Para melhorar a mobilidade urbana, Singapura possui soluções inteligentes de tráfego e iniciativas que desencorajam a população a se movimentar de veículos particulares. Diversos testes em autocarros autônomos estão em andamento na cidade, a fim de procurar soluções que melhorem a mobilidade dos passageiros. Além disso, a tecnologia de venda de bilhetes por voz já é outro projeto em teste, com o objetivo de oferecer soluções mais inclusivas.

Singapura também possui iniciativas tecnológicas para a saúde com soluções de tecnologia assistida e robótica, teleatendimento, aplicação para caminhadas e um portal de saúde único para os residentes acessarem registros médicos e informações sobre saúde.

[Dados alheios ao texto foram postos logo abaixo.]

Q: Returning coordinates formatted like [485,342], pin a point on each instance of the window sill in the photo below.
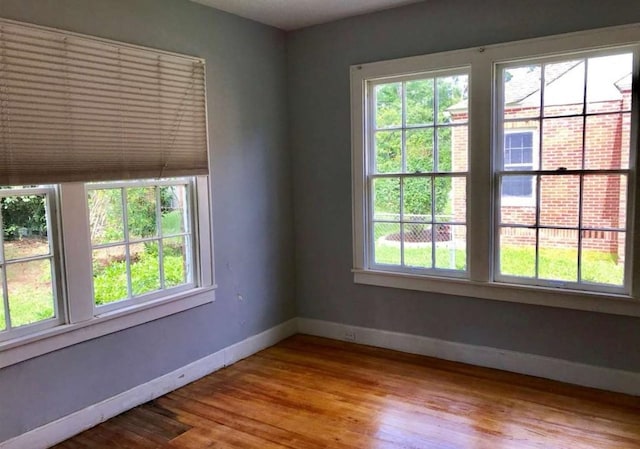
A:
[34,345]
[542,296]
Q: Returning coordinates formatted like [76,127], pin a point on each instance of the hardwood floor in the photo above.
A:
[312,393]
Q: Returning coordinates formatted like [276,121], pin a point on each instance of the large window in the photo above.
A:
[576,232]
[511,168]
[29,264]
[104,193]
[418,173]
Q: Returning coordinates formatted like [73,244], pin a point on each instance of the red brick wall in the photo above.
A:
[604,204]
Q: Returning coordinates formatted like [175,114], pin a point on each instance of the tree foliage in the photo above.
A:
[420,107]
[23,215]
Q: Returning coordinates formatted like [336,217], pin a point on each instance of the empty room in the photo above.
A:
[305,224]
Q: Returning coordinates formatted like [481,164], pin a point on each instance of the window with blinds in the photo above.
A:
[77,108]
[105,218]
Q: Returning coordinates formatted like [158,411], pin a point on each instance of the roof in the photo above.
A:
[607,78]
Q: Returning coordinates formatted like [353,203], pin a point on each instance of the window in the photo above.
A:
[141,239]
[580,107]
[418,177]
[105,211]
[523,174]
[29,289]
[518,155]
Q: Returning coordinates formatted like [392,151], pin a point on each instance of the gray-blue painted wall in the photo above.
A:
[253,71]
[252,206]
[318,69]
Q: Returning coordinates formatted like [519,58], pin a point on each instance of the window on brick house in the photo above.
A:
[518,155]
[548,132]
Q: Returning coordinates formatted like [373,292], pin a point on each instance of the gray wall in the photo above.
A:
[318,69]
[252,206]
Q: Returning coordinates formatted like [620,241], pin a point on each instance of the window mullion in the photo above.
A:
[479,221]
[76,238]
[633,183]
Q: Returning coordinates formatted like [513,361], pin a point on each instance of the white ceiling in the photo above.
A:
[294,14]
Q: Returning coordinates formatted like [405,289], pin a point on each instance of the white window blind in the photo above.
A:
[76,108]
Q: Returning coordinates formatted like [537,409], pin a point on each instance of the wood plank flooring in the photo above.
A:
[313,393]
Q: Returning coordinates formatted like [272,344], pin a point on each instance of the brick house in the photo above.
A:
[606,146]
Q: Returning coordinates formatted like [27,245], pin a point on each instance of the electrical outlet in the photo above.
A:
[350,335]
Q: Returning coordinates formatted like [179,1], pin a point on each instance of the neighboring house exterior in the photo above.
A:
[606,145]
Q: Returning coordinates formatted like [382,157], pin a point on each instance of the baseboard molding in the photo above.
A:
[535,365]
[70,425]
[518,362]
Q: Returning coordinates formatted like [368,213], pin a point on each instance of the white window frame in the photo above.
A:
[530,200]
[79,319]
[480,282]
[403,174]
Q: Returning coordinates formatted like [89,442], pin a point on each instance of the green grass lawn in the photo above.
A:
[554,263]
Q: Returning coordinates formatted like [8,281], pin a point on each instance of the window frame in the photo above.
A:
[80,319]
[481,281]
[191,247]
[404,174]
[55,256]
[514,200]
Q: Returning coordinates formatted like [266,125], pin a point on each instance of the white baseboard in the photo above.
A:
[518,362]
[70,425]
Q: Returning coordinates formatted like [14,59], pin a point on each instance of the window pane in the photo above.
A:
[605,201]
[420,102]
[562,143]
[459,149]
[419,145]
[518,190]
[444,149]
[451,244]
[141,212]
[105,216]
[24,223]
[173,208]
[603,256]
[559,200]
[564,88]
[145,268]
[512,213]
[386,199]
[30,291]
[609,83]
[110,275]
[558,255]
[451,91]
[417,245]
[388,105]
[389,152]
[521,91]
[443,188]
[174,257]
[518,252]
[607,141]
[386,237]
[456,210]
[417,199]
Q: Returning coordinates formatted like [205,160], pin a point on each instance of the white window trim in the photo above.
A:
[82,324]
[522,201]
[479,200]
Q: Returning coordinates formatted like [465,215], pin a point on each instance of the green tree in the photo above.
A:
[420,107]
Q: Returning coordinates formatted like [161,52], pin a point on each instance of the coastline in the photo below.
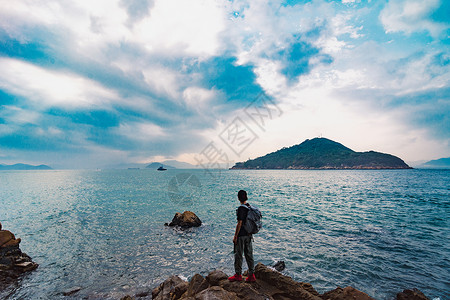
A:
[270,285]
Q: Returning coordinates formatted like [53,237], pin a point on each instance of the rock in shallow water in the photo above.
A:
[413,294]
[13,261]
[185,220]
[269,285]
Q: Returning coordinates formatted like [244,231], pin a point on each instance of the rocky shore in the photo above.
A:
[13,262]
[270,285]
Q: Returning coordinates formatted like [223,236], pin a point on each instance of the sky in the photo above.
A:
[90,84]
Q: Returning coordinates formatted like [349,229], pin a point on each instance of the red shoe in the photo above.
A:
[235,277]
[251,278]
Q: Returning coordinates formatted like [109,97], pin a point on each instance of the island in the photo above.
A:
[322,153]
[24,167]
[441,163]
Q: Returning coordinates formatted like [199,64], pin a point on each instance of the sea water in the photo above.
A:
[102,232]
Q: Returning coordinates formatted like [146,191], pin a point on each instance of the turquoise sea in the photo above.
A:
[103,231]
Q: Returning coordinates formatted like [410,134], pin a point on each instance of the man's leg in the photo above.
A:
[238,250]
[248,252]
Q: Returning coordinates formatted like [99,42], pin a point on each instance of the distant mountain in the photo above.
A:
[442,163]
[179,164]
[24,167]
[156,165]
[322,153]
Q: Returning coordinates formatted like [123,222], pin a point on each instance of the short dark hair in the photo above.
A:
[242,196]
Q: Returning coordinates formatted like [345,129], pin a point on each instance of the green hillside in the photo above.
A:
[322,153]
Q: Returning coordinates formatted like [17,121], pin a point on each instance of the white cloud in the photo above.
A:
[51,88]
[198,98]
[410,16]
[143,131]
[182,27]
[163,80]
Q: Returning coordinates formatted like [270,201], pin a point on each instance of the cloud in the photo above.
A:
[48,88]
[138,79]
[413,16]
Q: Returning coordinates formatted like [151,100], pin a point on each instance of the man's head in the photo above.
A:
[242,196]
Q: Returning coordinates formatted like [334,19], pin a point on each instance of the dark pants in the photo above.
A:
[243,245]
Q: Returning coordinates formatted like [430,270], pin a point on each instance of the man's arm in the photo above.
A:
[238,228]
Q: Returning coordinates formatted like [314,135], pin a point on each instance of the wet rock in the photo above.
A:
[166,290]
[289,287]
[13,261]
[413,294]
[348,293]
[279,266]
[270,285]
[185,220]
[196,285]
[215,277]
[216,293]
[244,290]
[72,291]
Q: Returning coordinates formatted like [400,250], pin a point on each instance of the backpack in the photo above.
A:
[253,223]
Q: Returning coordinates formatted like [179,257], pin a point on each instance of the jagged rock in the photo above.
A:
[196,285]
[270,285]
[348,293]
[185,220]
[13,261]
[244,290]
[289,287]
[72,291]
[166,290]
[279,266]
[215,277]
[7,239]
[413,294]
[216,293]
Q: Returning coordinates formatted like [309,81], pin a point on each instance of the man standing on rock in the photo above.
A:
[242,242]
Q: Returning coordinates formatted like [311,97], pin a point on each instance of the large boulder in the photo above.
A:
[413,294]
[289,288]
[13,261]
[216,293]
[270,285]
[185,220]
[348,293]
[172,288]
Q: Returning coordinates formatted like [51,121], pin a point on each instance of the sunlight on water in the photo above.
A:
[378,231]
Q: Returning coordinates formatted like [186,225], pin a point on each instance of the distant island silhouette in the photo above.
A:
[322,153]
[156,165]
[24,167]
[441,163]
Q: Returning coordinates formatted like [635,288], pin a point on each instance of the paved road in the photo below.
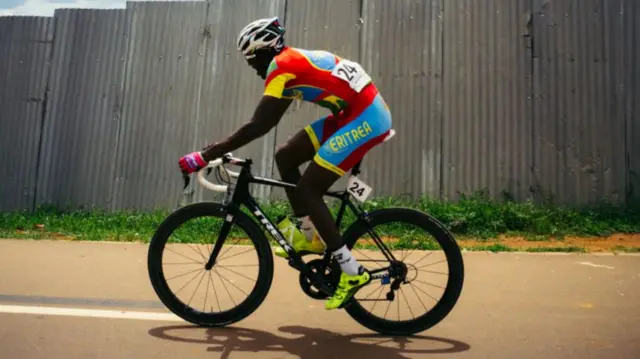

As cidades da América Latina e os desafios no Brasil
Fazendo um recorte no IESE Cities in Motion Index 2020 para as cidades da América Latina, as três mais inteligentes e desenvolvidas são: Santiago, Buenos Aires e Montevidéu. É importante ressaltar que a maioria das cidades latino-americanas aparece abaixo da centésima posição no ranking geral. A primeira cidade brasileira que aparece no ranking é São Paulo, ocupando a 123º posição. No que diz respeito a sustentabilidade, temos destaque para Curitiba que desde os anos 80, investiu na criação de áreas verdes, gestão de resíduos e saneamento. Além disso, a cidade entrou para o ranking de ecossistemas mais promissores para inovação do mundo, pelo Global Startup Ecosystem Report 2020.

Mas ainda é preciso muitos avanços para o Brasil revelar-se nas primeiras posições do IESE Cities in Motion Index. Uma pesquisa feita pelo Centro Regional de Estudos para o Desenvolvimento da Sociedade da Informação (Cetic.br) mostrou que até 2019, 20 milhões de domicílios no nosso país ainda não possuíam acesso à internet. Além disso, dados divulgados pelo Sistema Nacional de Informações sobre Saneamento (SNIS) mostram que 16% da população não têm água tratada e 47% não têm acesso à rede de esgoto. Dessa forma, é possível perceber que o país ainda enfrenta algumas dificuldades para alcançar níveis de excelência, já que em muitos casos falta o básico.

Por outro lado, existem algumas iniciativas positivas no Brasil, as fontes de energia renováveis representam 83% da matriz elétrica, algumas cidades já utilizam a tecnologia de smart grid para a gestão de energia elétrica e várias outras foram beneficiadas pelo programa Cidades Digitais. Além disso, este ano foi lançado o primeiro bairro inteligente do Brasil, em Foz do Iguaçu, o Vila A. O bairro contará com monitorização climática ambiental, Wi-Fi público, reconhecimento facial e semáforos inteligentes. Além disso, a aprendizagem é um dos caminhos para transformar regiões e fazê-las receptáculos de inteligência. Para as pequenas cidades, o ensino à distância é uma das ferramentas que ajudam a fazer com que o conhecimento atravesse fronteiras e contribua para o processo de inovação.

A criação de cidades mais inteligentes e sustentáveis é combustível para que as grandes metrópoles continuem a desenvolver-se de forma saudável, e as tecnologias da informação e comunicação são grandes aliadas nesse processo de transformação digital das cidades. Como leu neste texto, muitas regiões já fazem uso das tecnologias de geoprocessamento, Big Data e Internet das Coisas para que as cidades funcionem de forma mais ágil, funcional, económica e sustentável, aumentando a participação da sociedade civil na administração pública, melhorando a qualidade de vida dos moradores e trazendo mais oportunidades de negócios para essas regiões. As cidades inteligentes são o presente e o futuro para territórios mais inovadores, sustentáveis e criativos.

Artigo de Gustavo Caetano, autor na MIT Technology Review Brasil (adaptado).